L'espace s'ouvre enfin, claironné par une allée de  trompettes reprenant une cantate de Bach : Filles du Rhin, Reine de la nuit, l'éblouissement, Vénus nue ou voilée de résille de pourpre, la pourpre du linceul où dorment les Dieux morts : l'apothéose, On ne doit lui adresser la parole qu'en grec ancien, Impossible!
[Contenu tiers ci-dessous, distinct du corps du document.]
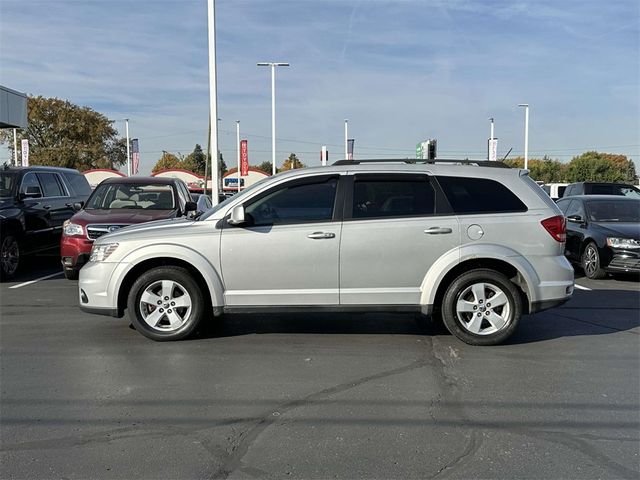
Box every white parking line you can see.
[9,272,63,290]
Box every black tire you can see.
[127,266,205,342]
[0,234,20,280]
[64,268,80,280]
[580,242,607,280]
[442,269,522,345]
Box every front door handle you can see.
[307,232,336,240]
[424,227,453,235]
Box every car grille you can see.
[87,223,127,240]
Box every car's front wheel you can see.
[0,235,20,280]
[127,266,204,341]
[442,269,522,345]
[582,242,607,280]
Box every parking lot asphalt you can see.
[0,257,640,479]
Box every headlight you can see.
[607,237,640,248]
[62,220,84,237]
[89,243,118,262]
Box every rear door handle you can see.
[307,232,336,240]
[424,227,453,235]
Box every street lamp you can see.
[518,103,529,170]
[257,62,289,175]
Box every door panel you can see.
[220,222,341,306]
[340,216,460,305]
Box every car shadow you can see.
[194,290,640,345]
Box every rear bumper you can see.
[529,296,571,313]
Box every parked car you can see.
[0,166,91,279]
[79,161,573,345]
[562,182,640,198]
[60,177,196,280]
[542,183,569,200]
[558,195,640,278]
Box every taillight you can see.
[540,215,567,243]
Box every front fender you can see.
[109,242,224,307]
[420,243,539,305]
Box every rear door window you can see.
[38,173,65,197]
[437,176,527,215]
[246,176,338,226]
[350,174,436,219]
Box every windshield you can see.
[200,177,271,220]
[587,200,640,222]
[85,183,176,210]
[0,172,17,197]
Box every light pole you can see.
[210,0,219,205]
[124,118,131,177]
[236,120,240,192]
[257,62,289,175]
[518,103,529,170]
[344,118,349,160]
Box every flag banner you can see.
[240,140,249,177]
[21,138,29,167]
[131,138,140,175]
[488,138,498,162]
[347,138,355,160]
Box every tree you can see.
[280,153,306,171]
[151,151,183,173]
[0,96,127,170]
[567,152,636,182]
[185,143,207,175]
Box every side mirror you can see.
[20,185,42,198]
[227,205,246,225]
[184,201,198,215]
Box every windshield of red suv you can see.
[84,183,176,210]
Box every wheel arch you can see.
[420,249,538,314]
[117,246,224,316]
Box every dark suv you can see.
[0,166,91,279]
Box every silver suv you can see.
[79,161,574,345]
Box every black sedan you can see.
[558,195,640,278]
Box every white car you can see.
[79,161,574,345]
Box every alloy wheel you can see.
[456,282,512,335]
[0,236,20,276]
[139,280,193,332]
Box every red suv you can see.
[60,177,196,280]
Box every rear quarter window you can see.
[64,173,91,197]
[436,177,528,215]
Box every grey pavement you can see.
[0,259,640,479]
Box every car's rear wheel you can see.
[127,266,204,341]
[0,235,20,280]
[442,269,522,345]
[582,242,607,280]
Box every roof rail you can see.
[333,158,511,168]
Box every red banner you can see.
[240,140,249,177]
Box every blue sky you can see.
[0,0,640,173]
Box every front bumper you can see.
[605,249,640,273]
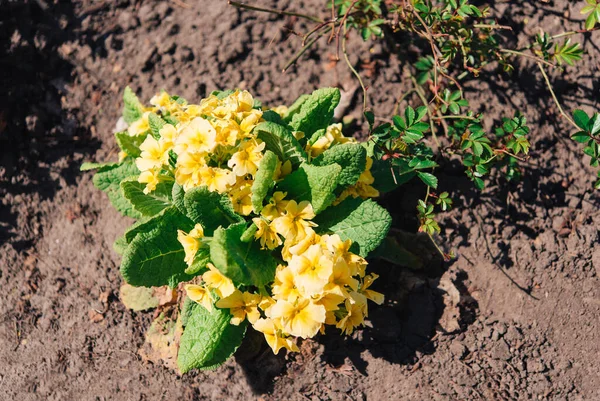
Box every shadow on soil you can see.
[0,0,99,244]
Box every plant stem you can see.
[537,63,579,130]
[500,49,556,67]
[228,0,323,24]
[342,21,367,113]
[410,76,442,149]
[281,27,331,72]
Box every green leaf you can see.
[115,131,146,158]
[313,143,367,187]
[277,163,342,214]
[252,150,277,214]
[121,178,173,216]
[417,171,436,189]
[79,162,113,171]
[93,162,141,219]
[254,121,307,166]
[210,222,277,287]
[183,186,244,236]
[148,113,166,139]
[315,198,392,257]
[123,86,144,124]
[290,88,340,137]
[121,207,194,288]
[119,284,159,311]
[177,302,247,373]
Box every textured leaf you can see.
[123,86,144,124]
[121,207,194,287]
[210,223,277,287]
[277,163,342,214]
[290,88,340,137]
[252,150,277,214]
[254,121,307,166]
[183,186,243,236]
[315,198,392,257]
[115,131,146,158]
[119,284,158,311]
[93,162,141,219]
[79,162,118,171]
[177,301,246,373]
[121,178,173,216]
[313,143,367,187]
[148,113,166,139]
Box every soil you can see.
[0,0,600,401]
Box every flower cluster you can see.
[128,91,383,353]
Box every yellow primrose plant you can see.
[82,88,391,372]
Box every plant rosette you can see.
[82,88,391,372]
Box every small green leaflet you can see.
[290,88,340,137]
[121,178,173,216]
[93,162,141,219]
[314,198,392,257]
[121,207,194,288]
[277,163,342,214]
[210,223,277,287]
[123,86,144,124]
[183,186,244,236]
[254,121,307,166]
[177,300,247,373]
[313,143,367,187]
[115,131,146,158]
[252,150,277,214]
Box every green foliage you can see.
[288,88,340,138]
[277,163,342,214]
[93,161,141,218]
[123,86,144,124]
[316,199,392,256]
[177,302,246,373]
[121,177,173,216]
[254,122,307,166]
[121,207,194,288]
[581,0,600,30]
[210,223,277,287]
[252,150,278,213]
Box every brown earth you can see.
[0,0,600,401]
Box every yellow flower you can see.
[336,292,367,335]
[177,224,204,266]
[184,284,214,312]
[271,299,326,338]
[360,273,385,305]
[216,290,261,326]
[252,319,300,355]
[198,167,236,194]
[281,228,321,262]
[135,135,169,171]
[325,257,358,297]
[229,180,252,216]
[158,124,177,149]
[260,191,288,220]
[202,263,235,298]
[273,200,317,241]
[175,117,217,155]
[252,217,282,249]
[127,111,150,136]
[289,245,333,297]
[240,110,262,134]
[273,265,300,302]
[138,170,159,195]
[213,119,240,146]
[175,152,206,191]
[271,105,288,118]
[227,140,265,177]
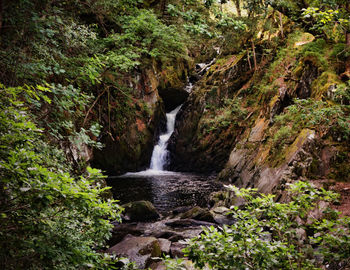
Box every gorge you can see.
[0,0,350,270]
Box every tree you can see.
[165,181,350,270]
[0,85,121,269]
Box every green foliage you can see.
[0,86,121,269]
[201,99,247,133]
[276,99,350,141]
[167,181,350,270]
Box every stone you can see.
[181,206,215,222]
[159,88,188,112]
[149,262,166,270]
[158,238,171,255]
[248,118,269,142]
[165,219,215,228]
[122,201,160,222]
[107,235,161,269]
[108,223,144,246]
[170,242,186,258]
[172,206,192,215]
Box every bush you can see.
[0,84,121,269]
[166,181,350,270]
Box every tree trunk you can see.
[252,39,258,71]
[278,12,284,38]
[235,0,242,17]
[341,31,350,80]
[0,0,4,33]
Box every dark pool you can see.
[107,170,223,213]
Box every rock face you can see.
[168,54,250,173]
[180,206,215,222]
[219,129,316,197]
[159,88,188,112]
[169,33,350,194]
[108,236,161,269]
[122,201,160,222]
[91,60,191,175]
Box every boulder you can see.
[122,201,160,222]
[158,238,171,255]
[159,88,188,112]
[210,206,235,225]
[181,206,215,222]
[172,206,192,215]
[107,235,161,269]
[154,231,184,242]
[165,219,215,228]
[170,242,186,258]
[149,262,166,270]
[108,223,144,246]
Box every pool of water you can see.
[107,170,223,214]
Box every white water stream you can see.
[150,105,182,171]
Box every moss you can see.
[311,71,342,100]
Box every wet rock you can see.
[122,201,160,221]
[108,223,144,246]
[149,262,166,270]
[165,219,215,228]
[248,118,269,142]
[181,206,215,222]
[172,206,192,215]
[158,238,171,255]
[159,88,188,112]
[210,206,234,225]
[170,242,186,258]
[154,231,180,239]
[107,235,161,269]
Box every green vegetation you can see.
[169,181,350,270]
[0,86,121,269]
[0,0,350,269]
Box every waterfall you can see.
[150,105,182,171]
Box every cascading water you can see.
[107,60,222,213]
[150,105,182,171]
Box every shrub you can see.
[166,181,350,270]
[0,84,121,269]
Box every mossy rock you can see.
[181,206,215,222]
[122,201,160,221]
[311,71,342,100]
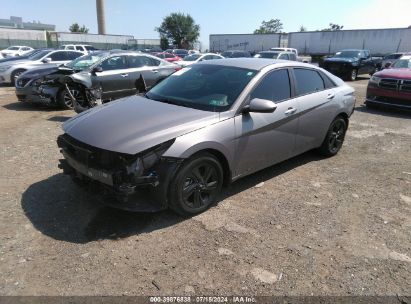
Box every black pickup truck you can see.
[321,49,377,81]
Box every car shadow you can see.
[3,101,61,112]
[21,152,322,244]
[355,105,411,119]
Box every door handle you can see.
[284,108,297,115]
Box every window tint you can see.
[278,54,290,60]
[48,51,68,61]
[320,72,337,89]
[251,69,291,102]
[294,69,324,95]
[129,56,160,68]
[101,56,127,71]
[66,52,84,60]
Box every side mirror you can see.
[243,98,277,113]
[93,66,103,73]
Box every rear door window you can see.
[251,69,291,103]
[294,69,325,96]
[101,56,127,71]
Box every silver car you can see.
[58,58,355,215]
[0,50,84,85]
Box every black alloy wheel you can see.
[170,153,223,215]
[319,117,347,156]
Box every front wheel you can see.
[319,117,347,157]
[170,153,223,216]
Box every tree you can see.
[321,23,344,32]
[254,19,283,34]
[69,22,88,34]
[155,13,200,48]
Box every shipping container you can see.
[288,28,411,56]
[210,34,284,53]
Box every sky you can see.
[0,0,411,49]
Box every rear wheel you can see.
[170,153,223,215]
[319,117,347,157]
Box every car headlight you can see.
[0,65,11,72]
[370,76,381,85]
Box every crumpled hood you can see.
[63,96,219,154]
[373,68,411,80]
[324,57,359,63]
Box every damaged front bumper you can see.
[58,135,182,212]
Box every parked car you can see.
[16,51,179,112]
[58,58,355,215]
[221,51,251,58]
[153,52,181,62]
[270,47,312,63]
[0,50,83,85]
[254,51,297,61]
[1,45,34,57]
[176,53,224,67]
[378,53,404,70]
[0,49,53,63]
[60,44,97,54]
[365,54,411,110]
[322,49,377,81]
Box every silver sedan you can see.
[58,58,355,214]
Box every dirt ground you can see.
[0,78,411,295]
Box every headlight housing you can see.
[370,76,381,85]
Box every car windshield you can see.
[65,54,104,71]
[184,54,201,61]
[146,64,258,112]
[254,52,280,59]
[391,58,411,69]
[334,51,360,58]
[28,50,51,60]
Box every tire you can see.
[10,69,26,85]
[57,88,85,110]
[347,69,358,81]
[318,116,347,157]
[169,153,223,216]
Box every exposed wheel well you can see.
[336,112,349,128]
[191,149,231,186]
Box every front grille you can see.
[399,80,411,93]
[16,78,30,88]
[379,78,399,90]
[57,134,133,170]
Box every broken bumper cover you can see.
[59,138,182,212]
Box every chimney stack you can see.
[96,0,106,35]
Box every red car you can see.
[154,52,181,62]
[365,54,411,110]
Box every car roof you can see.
[198,58,316,71]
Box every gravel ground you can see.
[0,78,411,295]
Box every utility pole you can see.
[96,0,106,35]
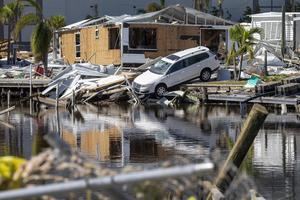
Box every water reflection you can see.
[0,105,300,199]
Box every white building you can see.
[251,12,300,49]
[0,0,296,41]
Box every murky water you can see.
[0,102,300,199]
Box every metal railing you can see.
[0,162,214,200]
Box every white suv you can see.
[133,46,220,96]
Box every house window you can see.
[108,28,120,49]
[75,33,81,58]
[129,28,157,49]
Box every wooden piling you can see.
[202,87,208,103]
[72,90,75,109]
[7,90,10,108]
[207,104,268,199]
[55,84,58,108]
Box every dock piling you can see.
[7,90,10,108]
[202,87,208,103]
[55,84,59,109]
[207,104,268,199]
[72,90,75,109]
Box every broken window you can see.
[75,33,80,58]
[129,28,157,49]
[108,28,120,49]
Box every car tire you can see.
[200,68,211,82]
[155,84,168,97]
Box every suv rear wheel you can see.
[200,68,211,82]
[155,84,167,97]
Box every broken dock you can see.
[183,76,300,112]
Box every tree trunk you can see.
[52,31,57,60]
[0,0,4,40]
[7,23,11,65]
[233,61,237,80]
[238,53,244,80]
[43,51,48,76]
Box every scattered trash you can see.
[244,75,262,88]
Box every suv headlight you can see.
[140,84,152,90]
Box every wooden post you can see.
[207,104,268,199]
[7,90,10,108]
[281,5,286,59]
[29,65,32,115]
[202,87,208,103]
[72,90,75,109]
[55,84,58,108]
[264,50,268,76]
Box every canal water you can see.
[0,104,300,199]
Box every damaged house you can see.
[59,5,234,65]
[250,12,300,52]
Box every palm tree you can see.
[15,0,65,73]
[229,24,262,80]
[0,0,24,64]
[226,42,237,80]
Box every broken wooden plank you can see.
[276,83,300,96]
[33,97,67,107]
[0,106,16,115]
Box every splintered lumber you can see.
[207,104,268,199]
[276,83,300,96]
[0,106,16,115]
[282,76,300,84]
[80,72,137,92]
[255,82,282,94]
[33,97,67,107]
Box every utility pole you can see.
[36,0,43,19]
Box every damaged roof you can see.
[61,4,235,30]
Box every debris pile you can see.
[42,63,138,102]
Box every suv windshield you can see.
[149,60,171,74]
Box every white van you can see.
[132,46,220,96]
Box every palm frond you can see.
[47,15,66,30]
[14,13,39,38]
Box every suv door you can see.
[163,59,188,87]
[186,52,210,80]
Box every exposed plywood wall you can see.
[130,24,200,58]
[62,26,121,65]
[61,31,77,63]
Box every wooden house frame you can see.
[60,5,234,65]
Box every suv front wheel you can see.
[155,84,167,97]
[200,68,211,82]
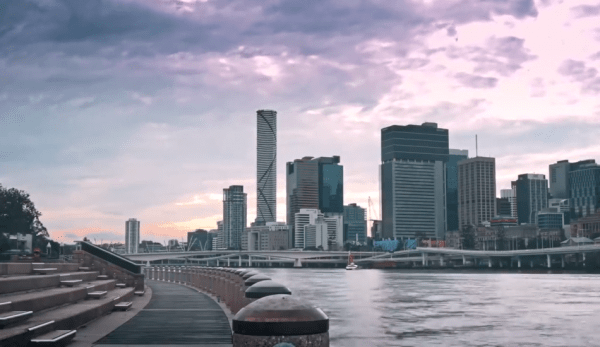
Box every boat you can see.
[346,252,358,270]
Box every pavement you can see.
[93,281,232,347]
[69,286,152,347]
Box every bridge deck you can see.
[94,281,232,347]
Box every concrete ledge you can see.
[30,330,77,346]
[0,288,133,346]
[0,311,33,328]
[0,271,98,294]
[69,287,151,347]
[3,280,115,312]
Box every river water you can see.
[257,268,600,347]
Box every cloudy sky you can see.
[0,0,600,242]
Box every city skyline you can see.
[0,1,600,245]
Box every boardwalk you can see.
[94,281,231,347]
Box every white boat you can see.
[346,252,358,270]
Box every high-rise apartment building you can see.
[344,204,367,244]
[213,220,227,250]
[516,174,548,224]
[286,156,344,247]
[380,123,449,239]
[223,186,247,249]
[548,160,571,199]
[125,218,140,254]
[255,110,277,225]
[569,160,600,218]
[294,208,323,248]
[446,149,469,231]
[323,213,344,250]
[458,157,496,229]
[304,217,329,251]
[242,222,292,251]
[500,188,517,218]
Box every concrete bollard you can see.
[242,270,258,281]
[244,274,271,287]
[233,295,329,347]
[246,280,292,299]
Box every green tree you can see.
[0,233,10,253]
[0,185,48,236]
[460,225,475,249]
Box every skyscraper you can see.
[294,208,323,248]
[344,204,367,244]
[516,174,548,224]
[458,157,496,229]
[380,123,449,239]
[548,160,571,199]
[446,149,469,231]
[500,188,517,218]
[286,156,344,247]
[255,110,277,225]
[125,218,140,254]
[223,186,247,249]
[569,160,600,218]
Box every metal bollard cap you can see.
[244,274,271,287]
[242,270,258,280]
[233,295,329,336]
[246,280,292,299]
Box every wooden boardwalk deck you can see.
[94,281,232,347]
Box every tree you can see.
[0,233,10,253]
[0,185,48,237]
[460,225,475,249]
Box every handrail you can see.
[77,241,142,274]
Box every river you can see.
[257,268,600,347]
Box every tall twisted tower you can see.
[256,110,277,225]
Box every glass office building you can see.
[380,123,449,239]
[256,110,277,225]
[446,149,469,231]
[569,161,600,218]
[286,156,344,246]
[344,204,367,244]
[315,156,344,214]
[223,186,247,249]
[516,174,548,224]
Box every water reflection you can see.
[260,269,600,347]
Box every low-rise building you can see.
[242,222,292,251]
[536,207,565,229]
[560,237,594,247]
[571,210,600,237]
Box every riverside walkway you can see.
[94,281,232,347]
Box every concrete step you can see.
[88,290,108,299]
[0,288,134,346]
[0,271,98,301]
[33,267,58,275]
[0,263,79,276]
[30,330,77,347]
[60,280,82,287]
[2,280,115,313]
[114,301,133,311]
[0,311,33,328]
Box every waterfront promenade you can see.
[94,281,232,347]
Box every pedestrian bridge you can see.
[125,245,600,267]
[354,245,600,267]
[124,250,386,267]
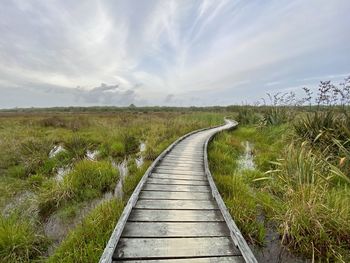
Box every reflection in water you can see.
[49,145,64,158]
[238,141,255,170]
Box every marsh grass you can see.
[0,110,224,262]
[0,214,49,263]
[209,121,350,262]
[47,199,124,263]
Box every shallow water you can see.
[55,166,71,181]
[252,226,310,263]
[112,159,129,198]
[49,145,64,158]
[238,141,255,170]
[86,150,99,161]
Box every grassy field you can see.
[209,108,350,262]
[0,110,224,262]
[0,96,350,262]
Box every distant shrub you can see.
[64,134,92,160]
[237,106,261,125]
[38,116,90,131]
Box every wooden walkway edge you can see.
[100,120,257,263]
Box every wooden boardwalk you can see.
[100,121,256,262]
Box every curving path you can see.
[100,120,256,262]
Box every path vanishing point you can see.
[100,120,257,263]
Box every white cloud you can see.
[0,0,350,107]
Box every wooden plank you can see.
[150,173,208,181]
[122,222,230,237]
[113,237,240,259]
[163,157,203,165]
[156,168,204,173]
[169,151,203,155]
[204,121,257,263]
[135,200,219,210]
[159,161,204,170]
[139,191,212,200]
[147,178,209,185]
[153,167,205,176]
[129,209,224,222]
[143,184,210,192]
[114,256,245,263]
[167,153,203,159]
[158,161,204,170]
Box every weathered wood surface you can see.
[100,122,256,262]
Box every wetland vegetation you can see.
[0,79,350,262]
[0,109,224,262]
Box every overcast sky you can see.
[0,0,350,108]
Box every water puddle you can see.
[49,145,65,158]
[86,150,99,161]
[55,166,71,181]
[238,141,255,170]
[135,142,146,168]
[112,159,129,198]
[252,226,310,263]
[44,142,146,255]
[2,191,38,220]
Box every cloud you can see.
[0,0,350,107]
[75,83,136,106]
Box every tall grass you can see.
[39,160,119,217]
[48,199,124,263]
[209,122,350,262]
[0,214,49,263]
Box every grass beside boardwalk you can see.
[0,110,224,262]
[209,124,350,262]
[48,199,124,263]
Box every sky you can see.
[0,0,350,108]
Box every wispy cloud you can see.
[0,0,350,107]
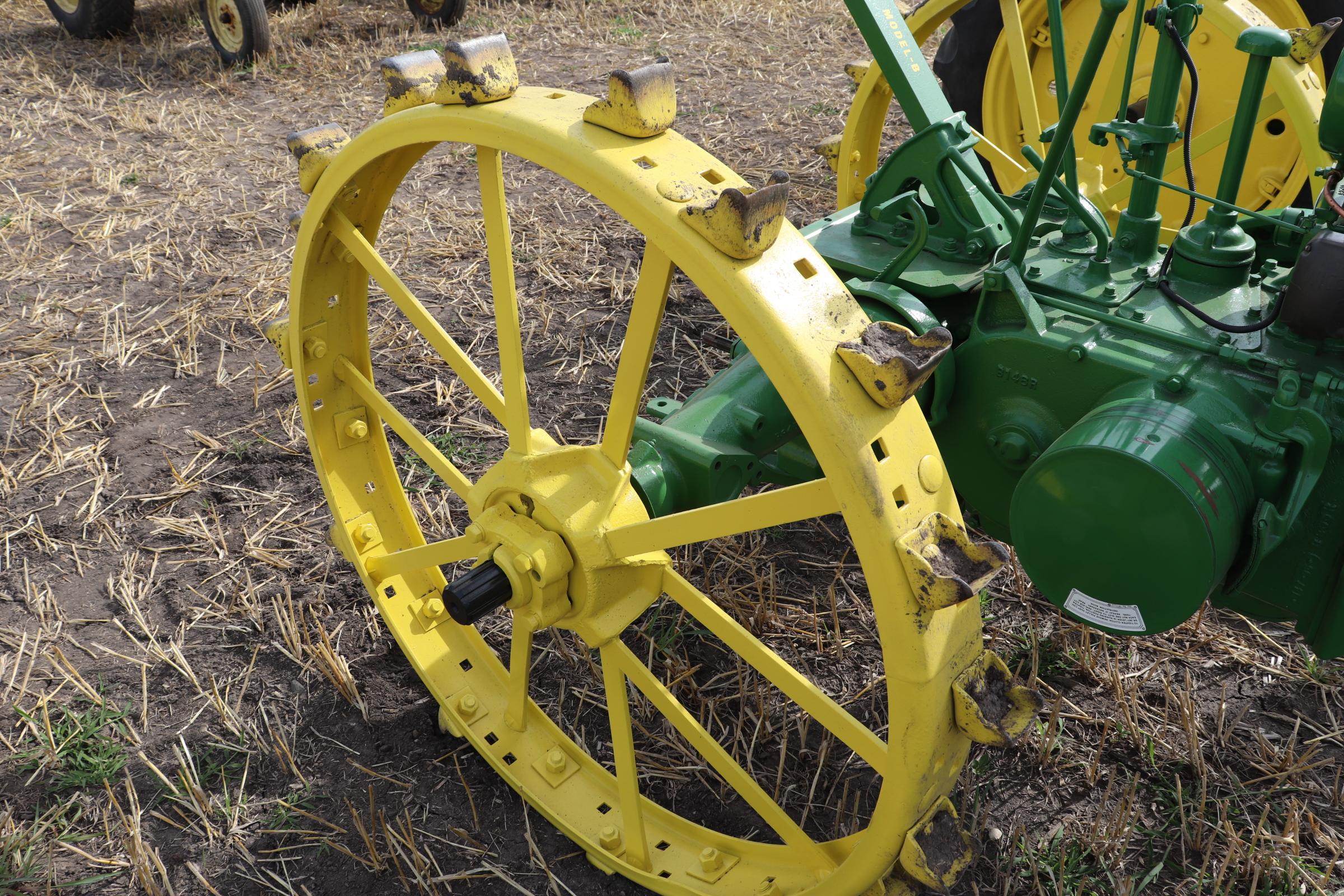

Une telle vision aveugle ; trop sublime le rêve, les couleurs de décors d'opéra explosent, pâlissent, difficile de les appréhender elles s'effilochent, on ne retient que des lambeaux…De toutes les forces dont on  peut disposer dans un rêve, je m'agrippe à ces reliques, l'or des cuivres  mué en argent je glisse dans un éclaboussement de reflets…

La nef vogue  toujours, devenue cygne d'argent sur la mer scintillante, celle d'Irlande et de Tristan, les bulles de mon verre éblouies par le soleil explosent en une fine  pluie froide tombée des nuées embrumées du Walhalla, tout au-dessus de nos têtes, et nous écrasent, parvenues au niveau de la mer, Le Vénusberg devenu refuge rupestre, l'écarlate du voile de Vénus se mue en un parme délicat et exquis, mon rêve l'avait doté de l'éternité, il retombe en  poussière de cendre argentée.

 

Que les Dieux ne la laissent pas s'évaporer dans l'éther avant que les vagues de la mer occidentale  ne nous emportent tous  dans le brasier final du crépuscule de feu poussé par le Rhin, Toute bouteille à la mer semble dérisoire,

C'est en souvenir de ces évènements intemporels et sublimes qu'aux yeux du promeneur solitaire, vus de ce rocher, les couchers de soleil sur la mer ont de discrets reflets parme.